De naam pepparkakor betekent letterlijk ‘peperkoekjes’, maar behalve een subtiel vleugje zwarte peper krijg je vooral een heerlijk aroma van kaneel, gember, kardemom en kruidnagel. ‘Kerstiger’ kan het haast niet!
Wat pepparkakor zo leuk maakt? Het is niet alleen de smaak, maar ook het bakritueel: deeg maken, een nacht laten rusten, uitrollen, vormpjes uitsteken en dan de keuken vullen met een heerlijke geur. Het is de ideale vakantieactiviteit.
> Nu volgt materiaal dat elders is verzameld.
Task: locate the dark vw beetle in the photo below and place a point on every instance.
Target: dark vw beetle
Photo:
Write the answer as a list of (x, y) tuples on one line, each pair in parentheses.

Daarom delen we voor jou hier het populaire recept van de Zweedse winkelketen ICA. Dit is de échte, Zweedse versie. Je maakt er ongeveer 40 à 50 koekjes mee.
Dit heb je nodig
1 dl slagroom
1 dl siroop of honing
140 g suiker
1 el kaneel
0,5 el kardemom
0,5 el gemberpoeder
0,5 el gemalen kruidnagel
125 g boter
400 g bloem
1 tl bicarbonaat
Zo doe je het
Meng de room, de siroop en de suiker in een steelpan. Voeg de kruiden toe en breng aan de kook. Neem de steelpan van het vuur en voeg de boter in stukjes toe. Laat hem smelten en meng hem onder het kruidenmengsel.
Meng in een grote kom de bloem en het bicarbonaat. Voeg het warme kruidenmengsel toe en meng tot een deeg. Wikkel het deeg in folie en laat het minstens 1 dag in de koelkast rusten.
Neem het deeg uit de koelkast. Rol het dun uit en steek koekjes uit met vormpjes. Bak ze 6-8 minuten op 175 graden.
Tips
Heb je nog twijfels over hoe je exact te werk gaat? In deze video kan je het stap voor stap bekijken. Ook leuk om te weten: je kan het deeg wel een week in de koelkast bewaren. Je kan het zelfs invriezen. Zo heb je altijd wat deeg klaar om te bakken!
Pepparkakor worden vaak versierd met glazuur, maar dat is absoluut niet nodig. Ook zonder zijn ze erg feestelijk.